WMB shareholders have no reason at all to sue ETE... their own board agreed to the deal, so any damages to WMB shareholders should go to them, especially if ETE wins this suit and no misconduct on their part is proved. No one forced WMB into this deal... I suspect they did it to mask their own cash flow difficulties (which was the point of the WPZ roll-up that preceded the ETE deal) which are now out in the open, but that has nothing to do with ETE, it has a lot more to do with overpaying for Access Midstream at the top of the market.
Although I hope the convertible deal *does* get canceled...
I assume the problem isn't Hanjin per se -- which is a small customer -- but the possibility that it is just the canary in the coal mine. What happens if a larger customer has similar distress OR if SSW reworks Hanjin's lease, wants *their* terms renegotiated also? I'm sure that accounts for the very strong tone of Wang's public comments on Hanjin.All of their customers are competitors of each other and they're all in some degree of pain in this market, so I can't imagine any of them will be pleased if one of them gets their deal reworked on better terms.
If the market thinks the deal will go through, WMB isn't going to rise -- ETE stock will collapse to $10 or below, that is how the large current premium will resolve itself. I hesitate to predict how low ETC stock will go once people start dumping it after the deal closes. I'm sure plenty of WMB folks will be selling their shares at a discount to prevent larger losses when ETC starts trading.
Nope, it's all the common units. See pg 25, where WMB discusses its impact on the merger:
"The WMB board has reviewed ETE's statement that it does not expect to make any cash distributions with respect to its common units following the close of the merger... The WMB board notes that a lack of distributions on ETE common units will lead to a lack of distributions on ETE Class E units, and therefore, on ETC common shares."
This is copied-and-pasted directly from page 23:
" However, ETE no longer expects to pay cash distributions with respect to its common units following the closing of the merger until the quarter ending March 31, 2018"
This has also been discussed a million times in different forums, it's not exactly news.
I've owned it since 2008 -- thought I'd seen everything with this stock, but obviously, what did I know...
This is clearly stated in the merger doc that was sent to shareholders.

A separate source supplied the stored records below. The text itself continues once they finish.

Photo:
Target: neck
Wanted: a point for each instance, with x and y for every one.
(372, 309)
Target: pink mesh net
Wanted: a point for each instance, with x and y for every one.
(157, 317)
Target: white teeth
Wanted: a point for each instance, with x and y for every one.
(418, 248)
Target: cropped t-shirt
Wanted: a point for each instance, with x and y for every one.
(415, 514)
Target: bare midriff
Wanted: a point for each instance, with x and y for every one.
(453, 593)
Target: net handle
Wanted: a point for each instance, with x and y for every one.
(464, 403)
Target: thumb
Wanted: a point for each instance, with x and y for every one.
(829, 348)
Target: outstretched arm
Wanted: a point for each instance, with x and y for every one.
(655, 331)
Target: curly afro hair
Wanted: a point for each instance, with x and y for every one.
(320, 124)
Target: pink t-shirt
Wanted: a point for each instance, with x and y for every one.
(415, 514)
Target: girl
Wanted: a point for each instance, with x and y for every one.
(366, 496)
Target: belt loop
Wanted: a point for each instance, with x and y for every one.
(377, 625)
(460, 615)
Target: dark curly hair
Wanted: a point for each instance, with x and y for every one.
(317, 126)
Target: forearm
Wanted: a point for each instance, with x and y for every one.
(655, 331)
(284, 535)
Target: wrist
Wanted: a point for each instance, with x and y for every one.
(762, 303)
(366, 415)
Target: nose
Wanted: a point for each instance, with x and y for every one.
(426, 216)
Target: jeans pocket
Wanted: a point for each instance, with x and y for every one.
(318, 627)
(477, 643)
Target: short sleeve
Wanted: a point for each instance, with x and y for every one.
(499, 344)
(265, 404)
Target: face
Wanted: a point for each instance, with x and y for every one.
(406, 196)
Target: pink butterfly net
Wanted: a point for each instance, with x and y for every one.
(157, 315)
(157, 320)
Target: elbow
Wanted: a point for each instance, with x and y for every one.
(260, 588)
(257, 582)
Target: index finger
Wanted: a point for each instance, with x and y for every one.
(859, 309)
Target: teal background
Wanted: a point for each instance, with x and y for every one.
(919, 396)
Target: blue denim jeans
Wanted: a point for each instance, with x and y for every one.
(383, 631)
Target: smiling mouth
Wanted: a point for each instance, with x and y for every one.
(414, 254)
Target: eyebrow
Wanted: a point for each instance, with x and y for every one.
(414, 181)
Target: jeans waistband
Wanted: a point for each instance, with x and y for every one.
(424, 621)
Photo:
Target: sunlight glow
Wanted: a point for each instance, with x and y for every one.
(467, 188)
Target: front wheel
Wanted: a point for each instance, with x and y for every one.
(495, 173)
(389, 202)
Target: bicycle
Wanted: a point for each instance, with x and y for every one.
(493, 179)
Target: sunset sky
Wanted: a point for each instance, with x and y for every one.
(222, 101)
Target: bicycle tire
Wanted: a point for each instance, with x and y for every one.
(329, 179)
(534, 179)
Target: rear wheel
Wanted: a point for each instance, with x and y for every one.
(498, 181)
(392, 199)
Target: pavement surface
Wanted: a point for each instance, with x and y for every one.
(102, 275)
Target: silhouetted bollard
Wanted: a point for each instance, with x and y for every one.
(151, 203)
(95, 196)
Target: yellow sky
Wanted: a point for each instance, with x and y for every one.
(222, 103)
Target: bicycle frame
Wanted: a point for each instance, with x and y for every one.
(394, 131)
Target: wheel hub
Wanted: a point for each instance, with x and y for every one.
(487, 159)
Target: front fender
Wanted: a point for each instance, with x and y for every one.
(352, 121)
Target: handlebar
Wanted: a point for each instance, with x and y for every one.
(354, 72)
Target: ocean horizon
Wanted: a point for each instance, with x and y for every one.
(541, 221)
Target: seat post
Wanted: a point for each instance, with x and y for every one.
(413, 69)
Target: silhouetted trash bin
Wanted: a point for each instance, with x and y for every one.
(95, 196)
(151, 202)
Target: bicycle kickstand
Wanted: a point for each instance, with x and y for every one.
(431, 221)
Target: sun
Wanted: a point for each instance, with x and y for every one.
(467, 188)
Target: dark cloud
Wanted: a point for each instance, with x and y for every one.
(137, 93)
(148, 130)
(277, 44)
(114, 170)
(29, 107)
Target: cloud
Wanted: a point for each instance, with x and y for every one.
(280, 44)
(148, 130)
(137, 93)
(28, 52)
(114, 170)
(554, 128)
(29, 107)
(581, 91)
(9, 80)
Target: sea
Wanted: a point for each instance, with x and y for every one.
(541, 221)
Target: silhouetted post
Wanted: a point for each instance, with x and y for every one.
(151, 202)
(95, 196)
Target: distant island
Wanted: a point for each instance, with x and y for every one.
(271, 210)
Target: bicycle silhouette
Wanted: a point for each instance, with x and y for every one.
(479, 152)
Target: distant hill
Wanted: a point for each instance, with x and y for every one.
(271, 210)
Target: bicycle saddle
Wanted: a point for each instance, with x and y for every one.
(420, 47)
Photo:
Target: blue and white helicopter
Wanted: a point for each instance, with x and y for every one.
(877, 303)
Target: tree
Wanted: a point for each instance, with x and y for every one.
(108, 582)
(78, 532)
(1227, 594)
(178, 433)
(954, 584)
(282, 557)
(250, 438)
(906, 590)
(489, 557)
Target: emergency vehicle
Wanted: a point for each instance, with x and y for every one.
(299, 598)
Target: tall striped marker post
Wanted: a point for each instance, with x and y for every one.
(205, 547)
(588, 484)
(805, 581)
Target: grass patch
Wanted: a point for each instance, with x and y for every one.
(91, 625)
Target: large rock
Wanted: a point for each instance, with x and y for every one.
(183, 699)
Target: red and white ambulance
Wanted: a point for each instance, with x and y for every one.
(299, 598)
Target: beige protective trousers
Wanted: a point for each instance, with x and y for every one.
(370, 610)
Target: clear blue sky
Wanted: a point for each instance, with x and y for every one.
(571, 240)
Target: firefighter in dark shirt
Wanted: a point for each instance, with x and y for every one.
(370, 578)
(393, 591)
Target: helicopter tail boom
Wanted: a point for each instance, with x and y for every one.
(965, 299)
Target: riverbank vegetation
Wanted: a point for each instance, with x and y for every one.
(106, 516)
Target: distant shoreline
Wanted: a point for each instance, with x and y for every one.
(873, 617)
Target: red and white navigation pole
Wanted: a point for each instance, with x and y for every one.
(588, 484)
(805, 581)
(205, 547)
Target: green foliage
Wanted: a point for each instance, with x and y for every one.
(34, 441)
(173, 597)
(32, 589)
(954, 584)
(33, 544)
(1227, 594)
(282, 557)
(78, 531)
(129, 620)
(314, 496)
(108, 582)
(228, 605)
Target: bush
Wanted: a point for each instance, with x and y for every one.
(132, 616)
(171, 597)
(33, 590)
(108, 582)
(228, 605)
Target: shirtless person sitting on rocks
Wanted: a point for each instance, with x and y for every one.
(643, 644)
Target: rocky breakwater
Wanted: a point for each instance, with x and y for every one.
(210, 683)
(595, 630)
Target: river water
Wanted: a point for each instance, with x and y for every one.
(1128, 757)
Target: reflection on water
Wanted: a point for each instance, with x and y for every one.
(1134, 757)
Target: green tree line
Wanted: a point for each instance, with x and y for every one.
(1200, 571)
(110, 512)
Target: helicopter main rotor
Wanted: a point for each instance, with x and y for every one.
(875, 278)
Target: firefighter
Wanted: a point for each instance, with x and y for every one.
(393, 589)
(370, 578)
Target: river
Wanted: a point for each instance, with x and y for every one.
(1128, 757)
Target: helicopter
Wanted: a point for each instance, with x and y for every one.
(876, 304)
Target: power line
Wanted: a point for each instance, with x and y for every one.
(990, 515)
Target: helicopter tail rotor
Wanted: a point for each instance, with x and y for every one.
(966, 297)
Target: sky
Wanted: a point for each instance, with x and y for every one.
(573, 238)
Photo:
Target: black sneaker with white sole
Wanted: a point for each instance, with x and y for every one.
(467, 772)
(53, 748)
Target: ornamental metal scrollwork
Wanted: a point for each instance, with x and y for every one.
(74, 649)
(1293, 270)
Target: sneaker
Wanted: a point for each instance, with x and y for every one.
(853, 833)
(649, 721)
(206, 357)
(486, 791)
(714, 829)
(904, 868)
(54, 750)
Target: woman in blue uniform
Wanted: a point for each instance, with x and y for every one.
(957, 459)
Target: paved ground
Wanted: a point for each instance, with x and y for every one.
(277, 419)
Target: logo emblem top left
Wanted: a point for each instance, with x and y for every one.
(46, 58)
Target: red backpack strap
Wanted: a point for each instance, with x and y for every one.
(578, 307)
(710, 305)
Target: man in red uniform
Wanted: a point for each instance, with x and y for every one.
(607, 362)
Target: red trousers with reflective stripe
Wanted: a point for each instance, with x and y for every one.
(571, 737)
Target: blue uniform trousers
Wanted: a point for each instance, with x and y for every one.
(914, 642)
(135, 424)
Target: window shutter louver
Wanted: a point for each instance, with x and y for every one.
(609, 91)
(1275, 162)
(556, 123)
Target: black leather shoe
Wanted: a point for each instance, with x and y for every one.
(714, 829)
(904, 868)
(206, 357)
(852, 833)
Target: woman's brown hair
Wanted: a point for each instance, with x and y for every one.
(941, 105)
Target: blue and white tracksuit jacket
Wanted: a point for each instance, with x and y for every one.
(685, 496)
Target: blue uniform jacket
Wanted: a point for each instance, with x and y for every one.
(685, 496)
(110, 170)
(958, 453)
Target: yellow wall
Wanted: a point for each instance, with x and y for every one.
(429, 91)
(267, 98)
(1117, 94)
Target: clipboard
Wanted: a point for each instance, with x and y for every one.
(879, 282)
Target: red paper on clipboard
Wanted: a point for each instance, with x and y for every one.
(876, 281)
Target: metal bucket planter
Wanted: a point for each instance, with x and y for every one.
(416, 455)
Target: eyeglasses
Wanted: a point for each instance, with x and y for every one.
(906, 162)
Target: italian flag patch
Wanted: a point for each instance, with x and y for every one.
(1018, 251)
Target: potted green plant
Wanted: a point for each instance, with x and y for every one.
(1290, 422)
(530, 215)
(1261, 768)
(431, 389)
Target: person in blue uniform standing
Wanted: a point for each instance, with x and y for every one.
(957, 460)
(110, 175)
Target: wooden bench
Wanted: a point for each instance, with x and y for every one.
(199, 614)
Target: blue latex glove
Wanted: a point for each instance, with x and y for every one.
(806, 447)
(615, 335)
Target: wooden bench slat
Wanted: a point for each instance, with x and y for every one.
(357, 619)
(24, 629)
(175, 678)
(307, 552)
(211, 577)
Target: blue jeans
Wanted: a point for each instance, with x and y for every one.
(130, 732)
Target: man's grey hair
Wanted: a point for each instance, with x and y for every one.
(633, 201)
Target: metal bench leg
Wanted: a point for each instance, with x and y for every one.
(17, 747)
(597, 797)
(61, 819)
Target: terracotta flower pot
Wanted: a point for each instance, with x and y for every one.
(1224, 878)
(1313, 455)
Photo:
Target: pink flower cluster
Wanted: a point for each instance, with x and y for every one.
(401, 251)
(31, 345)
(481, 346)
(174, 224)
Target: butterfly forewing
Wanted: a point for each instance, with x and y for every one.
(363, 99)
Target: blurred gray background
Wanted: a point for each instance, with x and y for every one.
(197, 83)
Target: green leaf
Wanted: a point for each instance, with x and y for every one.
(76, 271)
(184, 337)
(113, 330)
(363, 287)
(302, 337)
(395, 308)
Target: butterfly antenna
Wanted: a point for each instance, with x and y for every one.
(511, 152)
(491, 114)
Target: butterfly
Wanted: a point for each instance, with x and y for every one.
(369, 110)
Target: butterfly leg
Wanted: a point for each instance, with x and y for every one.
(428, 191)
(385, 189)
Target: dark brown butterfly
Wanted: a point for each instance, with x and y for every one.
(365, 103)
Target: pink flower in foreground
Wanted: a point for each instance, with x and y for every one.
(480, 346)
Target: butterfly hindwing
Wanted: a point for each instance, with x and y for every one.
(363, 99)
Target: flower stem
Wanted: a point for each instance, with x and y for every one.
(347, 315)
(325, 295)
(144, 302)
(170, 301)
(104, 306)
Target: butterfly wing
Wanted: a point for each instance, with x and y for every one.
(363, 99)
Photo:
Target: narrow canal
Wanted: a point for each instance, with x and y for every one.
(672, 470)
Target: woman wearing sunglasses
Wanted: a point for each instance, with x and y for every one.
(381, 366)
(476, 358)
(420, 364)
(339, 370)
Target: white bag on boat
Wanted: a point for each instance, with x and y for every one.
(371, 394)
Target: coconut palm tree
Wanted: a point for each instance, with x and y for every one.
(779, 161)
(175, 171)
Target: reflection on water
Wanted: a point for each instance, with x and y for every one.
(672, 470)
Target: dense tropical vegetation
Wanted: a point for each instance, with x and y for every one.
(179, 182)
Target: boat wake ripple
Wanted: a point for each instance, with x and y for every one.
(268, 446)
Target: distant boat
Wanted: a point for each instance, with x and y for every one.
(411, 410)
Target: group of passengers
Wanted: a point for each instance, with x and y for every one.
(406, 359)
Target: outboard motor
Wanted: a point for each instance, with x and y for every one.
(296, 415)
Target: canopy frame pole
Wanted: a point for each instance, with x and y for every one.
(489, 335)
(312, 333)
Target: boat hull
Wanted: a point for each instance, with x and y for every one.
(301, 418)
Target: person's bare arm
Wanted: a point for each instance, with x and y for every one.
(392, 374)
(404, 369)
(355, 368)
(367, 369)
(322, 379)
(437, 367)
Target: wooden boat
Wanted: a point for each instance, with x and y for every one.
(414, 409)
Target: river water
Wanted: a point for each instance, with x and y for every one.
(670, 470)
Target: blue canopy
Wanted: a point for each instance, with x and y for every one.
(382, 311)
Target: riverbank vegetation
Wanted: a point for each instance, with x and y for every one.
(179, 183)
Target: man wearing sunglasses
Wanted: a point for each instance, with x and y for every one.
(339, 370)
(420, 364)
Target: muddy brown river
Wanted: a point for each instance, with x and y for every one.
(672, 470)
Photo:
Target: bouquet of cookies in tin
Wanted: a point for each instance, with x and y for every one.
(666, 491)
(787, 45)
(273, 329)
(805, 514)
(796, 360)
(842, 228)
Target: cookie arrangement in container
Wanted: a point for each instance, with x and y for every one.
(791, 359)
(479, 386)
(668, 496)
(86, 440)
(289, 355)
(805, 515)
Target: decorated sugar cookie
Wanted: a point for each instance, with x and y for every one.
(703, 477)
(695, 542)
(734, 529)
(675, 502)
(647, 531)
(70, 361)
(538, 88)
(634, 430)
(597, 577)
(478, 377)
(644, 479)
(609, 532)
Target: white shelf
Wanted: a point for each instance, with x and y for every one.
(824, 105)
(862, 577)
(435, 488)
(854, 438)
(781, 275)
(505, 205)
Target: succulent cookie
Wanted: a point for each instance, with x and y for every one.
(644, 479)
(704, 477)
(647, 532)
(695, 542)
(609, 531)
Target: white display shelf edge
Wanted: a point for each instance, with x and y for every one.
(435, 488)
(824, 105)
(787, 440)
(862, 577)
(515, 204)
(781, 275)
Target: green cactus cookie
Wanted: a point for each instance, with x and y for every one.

ETE has already announced that the distribution will be cancelled when the WMB merger occurs. If the merger does not happen, there is still a chance -- 50-50? -- that the distribution will be reduced, but I doubt it would be eliminated completely.
Looks like new preferreds are priced at 8.2%, noticeably better than the ones they just redeemed, so a good data point.
So much for that theory...
Curious to see if these new preferreds will be cheaper or more expensive than what they just redeemed.
I think that is just keeping themselves from getting sued -- if WMB people vote down the merger because ETE has already announced they will eliminate the dividend, and then WMB immediately cuts it anyway, that's not going to look good. The fact that their own div is about to be cut is material info when deciding to vote for or against the merger.
ETE has already announced no div if the deal closes... if people vote the deal down for that reason, than WMB cuts their div anyway, they'd get sued out the wazoo.
As for amount of cut, it depends on the announced reason... if the main reason is just to true up the payout ratio with sustainable DCF, maybe it only gets cut to $2.00. If the main reason is to supply WPZ with capital for expansion, they'll do a Kinder Morgan thing and cut down to a token level.
but cash flow hasn't budged. DCP stake has evaporated, falling canadian $, giving away assets to DCP -- plus when it was $43, it was fundamentally overvalued @ 3% yield. Simply increasing the payout ratio shouldn't boost the stock price.